With the advent of ‘big-data,’ is there still room for intuition and emotion in business decision-making?
Based on my own experience working with business leaders in large organizations as well as small, success is all about making the right decisions at the right time. Some people believe it’s all about intuition and experience, while others are fanatics in gathering data, doing the analysis, and suppressing intuition and experience. I’m a proponent of always striking the right balance.
I’m sure you all agree that all decisions are not the same, with some being strategic for your future, and others required due to daily operational crises. For some, data collection and analysis is key, while others benefit from using intuition to get instant action. I’m always looking for some insight on how to recognize the parameters that strike that balance between data and intuition.
I found some good guidance in a new book, “Decisions over Decimals: Striking the Balance between Intuition and Information,” by Christoper Frank, Paul Magnone, and Oded Netzer. These seasoned executives and educators bring a pragmatic mix of scientific research and real-world experience to guide you, with my additions, through the following seven decision-making steps:
1. Re-affirm every case and need for a change decision.
This is an important first step, since people often resist making any decision, even when the data is clear. You need to clearly show the dissatisfaction and pain of making no decision, as well as a clear vision of the ideal state. Address resistance factors, and why the decision must be made now.
The most challenging cases are the ones where your intuition tells you that you need to be looking ahead for new growth opportunities, because the market landscape is new, and there is little quantitative data yet. Don’t be afraid to rely on your intuition here.
2. Provide absolute clarity on the desired outcome.
Most teams and clients are quick to conclude on what they don’t want, but have disparate views on the best solution. You need to be clear on what success looks like, and be careful to avoid overengineering a decision with too much data or process, reducing the speed of arriving at a decision.

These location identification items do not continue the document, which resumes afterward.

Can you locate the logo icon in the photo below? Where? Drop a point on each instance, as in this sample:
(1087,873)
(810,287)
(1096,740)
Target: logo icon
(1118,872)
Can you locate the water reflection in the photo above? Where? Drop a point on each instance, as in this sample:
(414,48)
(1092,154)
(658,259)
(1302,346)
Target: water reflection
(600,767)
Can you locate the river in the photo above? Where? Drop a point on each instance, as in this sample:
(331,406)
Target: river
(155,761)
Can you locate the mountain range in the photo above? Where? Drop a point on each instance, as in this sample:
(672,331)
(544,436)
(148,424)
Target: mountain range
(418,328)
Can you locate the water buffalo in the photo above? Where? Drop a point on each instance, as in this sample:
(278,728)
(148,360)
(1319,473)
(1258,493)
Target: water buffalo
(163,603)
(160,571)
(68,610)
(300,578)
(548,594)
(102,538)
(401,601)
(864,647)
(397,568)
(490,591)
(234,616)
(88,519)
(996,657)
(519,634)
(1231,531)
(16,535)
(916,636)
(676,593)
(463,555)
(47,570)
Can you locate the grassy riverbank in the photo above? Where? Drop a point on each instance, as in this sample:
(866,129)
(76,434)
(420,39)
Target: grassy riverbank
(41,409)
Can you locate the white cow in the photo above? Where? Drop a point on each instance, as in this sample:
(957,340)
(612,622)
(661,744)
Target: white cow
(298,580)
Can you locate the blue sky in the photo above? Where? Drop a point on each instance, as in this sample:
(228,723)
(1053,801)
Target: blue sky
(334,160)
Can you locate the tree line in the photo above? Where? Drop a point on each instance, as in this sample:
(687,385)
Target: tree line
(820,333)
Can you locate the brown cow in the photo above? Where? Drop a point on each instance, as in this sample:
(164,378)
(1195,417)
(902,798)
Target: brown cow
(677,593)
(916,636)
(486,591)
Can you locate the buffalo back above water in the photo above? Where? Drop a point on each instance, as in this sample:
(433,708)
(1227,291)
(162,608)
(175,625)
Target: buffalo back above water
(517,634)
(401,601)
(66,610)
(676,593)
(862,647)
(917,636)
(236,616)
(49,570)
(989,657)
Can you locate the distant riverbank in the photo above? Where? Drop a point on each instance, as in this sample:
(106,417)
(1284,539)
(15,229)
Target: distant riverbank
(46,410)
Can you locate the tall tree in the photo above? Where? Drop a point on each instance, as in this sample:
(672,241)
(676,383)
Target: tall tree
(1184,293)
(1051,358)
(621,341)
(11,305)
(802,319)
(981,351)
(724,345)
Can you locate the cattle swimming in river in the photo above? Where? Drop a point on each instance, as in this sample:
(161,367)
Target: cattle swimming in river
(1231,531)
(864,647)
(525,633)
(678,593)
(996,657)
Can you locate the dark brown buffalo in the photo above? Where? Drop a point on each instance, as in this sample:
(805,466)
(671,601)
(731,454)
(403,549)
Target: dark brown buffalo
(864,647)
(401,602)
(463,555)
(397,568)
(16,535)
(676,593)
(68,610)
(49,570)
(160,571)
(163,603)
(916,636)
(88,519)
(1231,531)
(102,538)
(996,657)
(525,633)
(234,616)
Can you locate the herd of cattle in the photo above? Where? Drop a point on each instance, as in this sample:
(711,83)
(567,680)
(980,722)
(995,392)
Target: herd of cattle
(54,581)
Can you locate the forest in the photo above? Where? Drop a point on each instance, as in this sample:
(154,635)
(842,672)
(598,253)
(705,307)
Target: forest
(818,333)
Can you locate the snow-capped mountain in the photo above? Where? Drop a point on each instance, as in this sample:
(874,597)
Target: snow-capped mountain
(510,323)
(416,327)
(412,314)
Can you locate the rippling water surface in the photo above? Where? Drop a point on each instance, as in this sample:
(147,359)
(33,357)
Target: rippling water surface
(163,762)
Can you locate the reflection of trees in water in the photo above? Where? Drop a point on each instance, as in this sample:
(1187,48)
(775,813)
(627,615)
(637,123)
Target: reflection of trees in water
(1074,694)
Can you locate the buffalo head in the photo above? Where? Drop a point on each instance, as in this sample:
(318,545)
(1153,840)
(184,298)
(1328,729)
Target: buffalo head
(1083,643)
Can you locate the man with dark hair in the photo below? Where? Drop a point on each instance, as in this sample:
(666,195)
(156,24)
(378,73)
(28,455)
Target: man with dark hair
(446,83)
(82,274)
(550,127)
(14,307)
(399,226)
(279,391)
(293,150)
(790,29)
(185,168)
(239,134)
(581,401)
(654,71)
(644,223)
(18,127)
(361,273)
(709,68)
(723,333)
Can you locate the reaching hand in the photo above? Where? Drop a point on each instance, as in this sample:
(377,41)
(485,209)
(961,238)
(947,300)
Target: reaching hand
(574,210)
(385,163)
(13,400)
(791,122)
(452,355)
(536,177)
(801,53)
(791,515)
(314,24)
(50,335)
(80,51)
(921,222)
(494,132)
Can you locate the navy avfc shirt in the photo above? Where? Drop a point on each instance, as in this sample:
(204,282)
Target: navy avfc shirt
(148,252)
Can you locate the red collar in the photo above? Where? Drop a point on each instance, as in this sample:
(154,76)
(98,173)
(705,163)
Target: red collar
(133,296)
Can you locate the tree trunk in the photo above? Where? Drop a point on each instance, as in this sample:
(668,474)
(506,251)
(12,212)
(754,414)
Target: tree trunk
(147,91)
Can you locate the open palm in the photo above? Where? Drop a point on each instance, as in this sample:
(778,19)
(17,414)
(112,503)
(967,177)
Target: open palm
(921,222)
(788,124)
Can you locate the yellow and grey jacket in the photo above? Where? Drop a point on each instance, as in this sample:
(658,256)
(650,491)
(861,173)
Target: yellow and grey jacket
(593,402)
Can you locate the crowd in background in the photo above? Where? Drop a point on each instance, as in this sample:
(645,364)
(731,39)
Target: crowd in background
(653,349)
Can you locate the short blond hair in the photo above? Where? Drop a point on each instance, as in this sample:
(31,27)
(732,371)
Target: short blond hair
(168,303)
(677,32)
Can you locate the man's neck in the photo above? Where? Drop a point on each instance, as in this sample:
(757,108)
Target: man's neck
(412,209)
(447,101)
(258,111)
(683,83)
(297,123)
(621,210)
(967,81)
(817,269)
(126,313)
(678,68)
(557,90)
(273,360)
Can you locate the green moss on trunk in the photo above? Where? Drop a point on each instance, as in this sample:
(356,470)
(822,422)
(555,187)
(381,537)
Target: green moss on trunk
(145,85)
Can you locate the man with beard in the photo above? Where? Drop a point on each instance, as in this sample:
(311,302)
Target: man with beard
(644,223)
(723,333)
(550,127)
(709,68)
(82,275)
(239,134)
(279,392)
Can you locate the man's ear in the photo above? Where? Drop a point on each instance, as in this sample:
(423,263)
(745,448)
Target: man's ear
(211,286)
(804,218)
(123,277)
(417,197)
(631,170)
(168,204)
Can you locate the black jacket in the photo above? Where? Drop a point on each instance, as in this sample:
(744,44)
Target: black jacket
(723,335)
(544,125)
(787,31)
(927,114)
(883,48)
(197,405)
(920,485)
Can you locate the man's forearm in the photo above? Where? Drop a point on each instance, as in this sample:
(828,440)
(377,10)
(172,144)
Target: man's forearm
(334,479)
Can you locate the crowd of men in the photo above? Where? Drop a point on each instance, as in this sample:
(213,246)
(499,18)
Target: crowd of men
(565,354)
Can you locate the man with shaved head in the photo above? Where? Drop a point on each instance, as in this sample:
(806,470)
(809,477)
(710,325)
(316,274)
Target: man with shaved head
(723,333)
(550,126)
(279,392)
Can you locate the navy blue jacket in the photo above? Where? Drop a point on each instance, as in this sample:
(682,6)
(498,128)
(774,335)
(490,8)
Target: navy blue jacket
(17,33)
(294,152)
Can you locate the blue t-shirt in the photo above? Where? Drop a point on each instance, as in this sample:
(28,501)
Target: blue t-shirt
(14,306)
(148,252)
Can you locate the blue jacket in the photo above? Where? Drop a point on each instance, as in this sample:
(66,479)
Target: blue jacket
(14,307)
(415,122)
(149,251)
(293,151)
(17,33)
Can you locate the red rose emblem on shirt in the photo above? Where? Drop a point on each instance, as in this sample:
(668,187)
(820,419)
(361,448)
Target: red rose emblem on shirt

Another key to this step is to continually communicate your company mission and values to all your constituents. These will solidify who you are, what you stand for, and where you’re going next. Amazingly, I still find many decision makers out of touch with these.
3. Clarify how and if a decision must be reversible.
Most people don’t like to make irreversible decisions, due to the risk of failure and long-term potential consequences. Identify key points in the process where the decision can no longer be undone, and provide data on when and if the scope of the decision can be reduced to be reversible.
4. Break a large decision into many smaller steps.
I have found that skilled decision-makers always break down the overall decision into micro-decisions that require less time and/or have lower risk. This may not be the shortest distance between points A and B, but like sailboats tacking, you can handle new data, priority changes, and redirections.
5. Match every decision to skills, people and timing.
Decisions in a crisis situation need to be made quickly, as opposed to strategic changes which may require key leaders or technologists. For most business decisions, I recommend smaller teams with short timelines to keep the focus on the nimbleness required in today’s fast-paced economy.
6. Pressure test every decision – explore the extremes.
Usually this means running a pilot program and looking for outliers in the data and subjective feedback from customers. Another extreme may be the impact of doubling the budget, or cutting the price in half. For required fast decisions, consider the impact of an extended data gathering process.
7. Balance data versus intuition, and seek consent.
Consent is about making fast, smart, decisions, based on data and experience, and moving on. I do not recommend consensus decision making in business, where everyone has a say, and everyone agrees on a solution, since this too often leads to vanilla decisions and lost agility.
I recognize that the advent of “big data” and the Internet has led to a driving force to always rely on real data, and less intuition, in making business decisions. Yet I caution all of you to not forget the power of your own insights and opinions, and balance your data analysis against the forces driving the need for change, most notably including timing and customer needs in the future.